SIMBAD references

This paper reports on the X-ray emission evolution of the ultraluminous Galactic X-ray pulsar Swift J0243.6+6124 during the giant outburst from 2017 October to 2018 January as observed by the MAXI GSC all-sky survey. The 2-30 keV light curve and the energy spectra confirm the source luminosity L_X assuming an isotropic emission reached 2.5 x 10³⁹ erg s^–1, 10 times higher than the Eddington limit for a 1.4 M_☉ neutron star. When the source was luminous with L_X >= 0. 9 x 10³⁸ erg s^–1, it generally exhibited a negative correlation on a hardness-intensity diagram. However, two hardness ratios, a soft color (=4-10 keV/2-4 keV) and a hard color (=10-20 keV/4-10 keV), showed somewhat different behavior across a characteristic luminosity of L_c ≃ 5 x 10³⁸ erg s^–1. The soft color changed more than the hard color when L_X < L_c, whereas the opposite was observed above L_c. The spectral change above L_c was represented by a broad enhanced feature at ∼6 keV on top of the canonical cutoff power-law continuum.

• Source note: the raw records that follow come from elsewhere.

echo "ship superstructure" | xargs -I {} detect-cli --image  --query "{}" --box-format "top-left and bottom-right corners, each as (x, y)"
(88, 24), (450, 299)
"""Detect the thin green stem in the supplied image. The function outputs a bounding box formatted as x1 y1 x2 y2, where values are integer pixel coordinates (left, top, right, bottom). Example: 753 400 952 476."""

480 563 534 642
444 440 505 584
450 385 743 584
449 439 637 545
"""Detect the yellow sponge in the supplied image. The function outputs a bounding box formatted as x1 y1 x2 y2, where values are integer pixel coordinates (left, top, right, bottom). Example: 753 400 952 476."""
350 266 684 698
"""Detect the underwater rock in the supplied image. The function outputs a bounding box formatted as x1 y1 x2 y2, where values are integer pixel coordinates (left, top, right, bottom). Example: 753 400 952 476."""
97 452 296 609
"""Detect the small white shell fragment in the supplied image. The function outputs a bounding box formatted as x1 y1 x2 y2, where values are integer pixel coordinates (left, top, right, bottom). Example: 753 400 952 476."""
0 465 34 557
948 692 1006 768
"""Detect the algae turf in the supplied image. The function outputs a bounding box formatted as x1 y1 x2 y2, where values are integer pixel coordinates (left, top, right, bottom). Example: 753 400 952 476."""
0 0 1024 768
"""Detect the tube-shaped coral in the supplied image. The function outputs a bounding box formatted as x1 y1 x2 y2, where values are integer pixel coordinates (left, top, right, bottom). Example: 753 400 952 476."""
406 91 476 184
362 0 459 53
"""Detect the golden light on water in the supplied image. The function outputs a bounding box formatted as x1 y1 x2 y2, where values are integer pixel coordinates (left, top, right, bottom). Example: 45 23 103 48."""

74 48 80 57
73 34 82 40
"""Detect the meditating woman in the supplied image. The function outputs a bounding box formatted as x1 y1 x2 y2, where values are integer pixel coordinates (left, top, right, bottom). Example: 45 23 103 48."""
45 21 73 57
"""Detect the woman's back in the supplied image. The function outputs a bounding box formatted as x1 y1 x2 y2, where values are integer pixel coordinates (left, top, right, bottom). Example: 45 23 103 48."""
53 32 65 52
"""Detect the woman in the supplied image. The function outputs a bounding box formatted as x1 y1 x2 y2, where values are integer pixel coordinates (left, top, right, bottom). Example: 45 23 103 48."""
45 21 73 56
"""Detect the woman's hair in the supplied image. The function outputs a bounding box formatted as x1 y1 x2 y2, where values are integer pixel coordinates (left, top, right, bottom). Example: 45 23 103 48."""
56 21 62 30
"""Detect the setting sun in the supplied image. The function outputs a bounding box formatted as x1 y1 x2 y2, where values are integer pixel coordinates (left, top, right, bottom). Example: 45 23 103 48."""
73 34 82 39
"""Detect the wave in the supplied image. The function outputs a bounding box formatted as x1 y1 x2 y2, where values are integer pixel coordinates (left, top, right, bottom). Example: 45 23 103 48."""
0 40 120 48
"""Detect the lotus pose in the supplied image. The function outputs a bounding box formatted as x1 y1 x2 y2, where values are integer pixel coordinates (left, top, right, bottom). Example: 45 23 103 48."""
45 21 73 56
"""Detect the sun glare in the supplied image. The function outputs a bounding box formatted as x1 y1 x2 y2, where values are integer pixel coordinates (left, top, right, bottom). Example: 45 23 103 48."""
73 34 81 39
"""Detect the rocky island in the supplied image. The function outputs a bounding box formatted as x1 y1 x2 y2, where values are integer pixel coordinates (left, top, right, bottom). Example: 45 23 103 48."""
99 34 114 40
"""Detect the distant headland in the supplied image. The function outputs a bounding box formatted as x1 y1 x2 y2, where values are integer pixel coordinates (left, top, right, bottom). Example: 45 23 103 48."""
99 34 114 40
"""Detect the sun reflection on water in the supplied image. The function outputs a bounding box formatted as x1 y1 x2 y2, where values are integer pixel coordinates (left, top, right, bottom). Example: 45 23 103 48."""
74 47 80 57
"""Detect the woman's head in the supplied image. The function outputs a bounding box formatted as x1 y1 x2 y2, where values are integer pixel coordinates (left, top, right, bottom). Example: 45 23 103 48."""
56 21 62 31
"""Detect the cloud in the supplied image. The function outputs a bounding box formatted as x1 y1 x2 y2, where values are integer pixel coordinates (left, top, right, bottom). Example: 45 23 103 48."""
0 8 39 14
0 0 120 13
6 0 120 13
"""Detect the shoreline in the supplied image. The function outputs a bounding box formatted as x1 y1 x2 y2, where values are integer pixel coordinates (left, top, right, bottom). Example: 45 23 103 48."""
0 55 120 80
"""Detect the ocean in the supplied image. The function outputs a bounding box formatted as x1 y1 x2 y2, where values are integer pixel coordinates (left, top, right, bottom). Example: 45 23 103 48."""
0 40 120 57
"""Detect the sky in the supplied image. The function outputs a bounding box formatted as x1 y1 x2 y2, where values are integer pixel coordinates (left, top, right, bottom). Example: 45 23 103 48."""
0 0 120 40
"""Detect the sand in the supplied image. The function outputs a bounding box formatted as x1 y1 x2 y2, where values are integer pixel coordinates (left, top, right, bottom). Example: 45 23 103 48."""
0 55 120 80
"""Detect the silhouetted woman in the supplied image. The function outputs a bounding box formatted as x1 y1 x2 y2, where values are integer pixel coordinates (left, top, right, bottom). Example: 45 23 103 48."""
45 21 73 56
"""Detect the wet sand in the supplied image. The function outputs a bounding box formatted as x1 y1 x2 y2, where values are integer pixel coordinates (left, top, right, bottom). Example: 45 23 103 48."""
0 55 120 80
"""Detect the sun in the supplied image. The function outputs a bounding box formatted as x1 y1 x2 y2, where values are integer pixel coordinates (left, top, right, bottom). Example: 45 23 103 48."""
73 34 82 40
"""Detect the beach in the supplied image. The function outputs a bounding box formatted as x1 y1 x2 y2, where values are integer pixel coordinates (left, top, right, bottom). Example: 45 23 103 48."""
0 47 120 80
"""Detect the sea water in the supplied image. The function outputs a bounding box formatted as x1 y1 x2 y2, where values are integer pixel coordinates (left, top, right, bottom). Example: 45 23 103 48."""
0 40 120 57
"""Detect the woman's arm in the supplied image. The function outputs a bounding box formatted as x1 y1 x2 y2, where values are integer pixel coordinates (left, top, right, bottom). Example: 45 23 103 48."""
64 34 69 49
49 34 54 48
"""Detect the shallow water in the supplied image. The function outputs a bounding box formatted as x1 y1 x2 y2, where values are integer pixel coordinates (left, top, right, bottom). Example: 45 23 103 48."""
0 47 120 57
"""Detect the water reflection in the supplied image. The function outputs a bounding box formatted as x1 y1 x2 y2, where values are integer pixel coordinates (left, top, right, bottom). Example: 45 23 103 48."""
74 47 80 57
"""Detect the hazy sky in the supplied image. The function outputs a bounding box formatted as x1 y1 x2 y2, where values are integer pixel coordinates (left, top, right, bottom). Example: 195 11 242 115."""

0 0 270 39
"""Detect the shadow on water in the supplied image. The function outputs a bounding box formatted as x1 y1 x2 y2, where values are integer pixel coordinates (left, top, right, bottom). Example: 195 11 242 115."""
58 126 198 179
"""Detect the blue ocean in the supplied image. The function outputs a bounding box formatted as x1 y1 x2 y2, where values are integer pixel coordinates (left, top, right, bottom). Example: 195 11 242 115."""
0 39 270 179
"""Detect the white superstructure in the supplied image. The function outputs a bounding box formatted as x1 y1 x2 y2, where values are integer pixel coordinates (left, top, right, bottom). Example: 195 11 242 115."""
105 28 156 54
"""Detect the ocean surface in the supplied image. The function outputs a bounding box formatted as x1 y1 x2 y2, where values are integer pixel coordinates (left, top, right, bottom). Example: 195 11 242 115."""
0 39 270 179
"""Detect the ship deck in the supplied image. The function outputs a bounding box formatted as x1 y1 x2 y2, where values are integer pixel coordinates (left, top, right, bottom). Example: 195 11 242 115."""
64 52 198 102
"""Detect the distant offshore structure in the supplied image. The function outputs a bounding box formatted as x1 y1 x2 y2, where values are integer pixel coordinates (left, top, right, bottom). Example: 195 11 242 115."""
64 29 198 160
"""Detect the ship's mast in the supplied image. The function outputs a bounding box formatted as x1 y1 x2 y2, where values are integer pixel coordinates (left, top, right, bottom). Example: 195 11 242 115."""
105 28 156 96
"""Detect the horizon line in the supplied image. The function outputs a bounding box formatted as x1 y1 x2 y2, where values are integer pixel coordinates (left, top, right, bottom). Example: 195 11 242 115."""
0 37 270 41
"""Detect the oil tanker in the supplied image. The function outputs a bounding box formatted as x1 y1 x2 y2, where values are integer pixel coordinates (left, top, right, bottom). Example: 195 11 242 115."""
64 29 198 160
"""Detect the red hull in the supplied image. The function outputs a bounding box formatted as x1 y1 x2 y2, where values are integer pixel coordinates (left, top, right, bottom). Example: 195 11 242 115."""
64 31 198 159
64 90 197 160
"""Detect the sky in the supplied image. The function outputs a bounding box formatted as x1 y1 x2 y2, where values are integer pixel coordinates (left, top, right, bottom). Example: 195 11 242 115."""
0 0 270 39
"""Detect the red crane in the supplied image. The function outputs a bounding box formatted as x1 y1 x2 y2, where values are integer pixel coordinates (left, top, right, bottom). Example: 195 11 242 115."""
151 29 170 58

The pulse profiles, derived daily, made the transition from a single-peak to a double-peak as the source brightened across L_c. These spectral and pulse-shape properties can be interpreted by a scenario in which the accretion columns on the neutron-star surface, producing the Comptonized X-ray emission, gradually became taller as L_X increases. The broad 6 keV enhancement could be a result of cyclotron-resonance absorption at ∼10 keV, corresponding to a surface magnetic field B_s ≃ 1.1 x 10¹² G. The spin-frequency derivatives calculated with the Fermi GBM data showed a smooth positive correlation with L_X up to the outburst peak, and its linear coefficient is comparable to those of typical Be binary pulsars whose B_s are (1-8) x 10¹² G. These results suggest that the B_s of Swift J0243.6+6124 is a few times 10¹² G.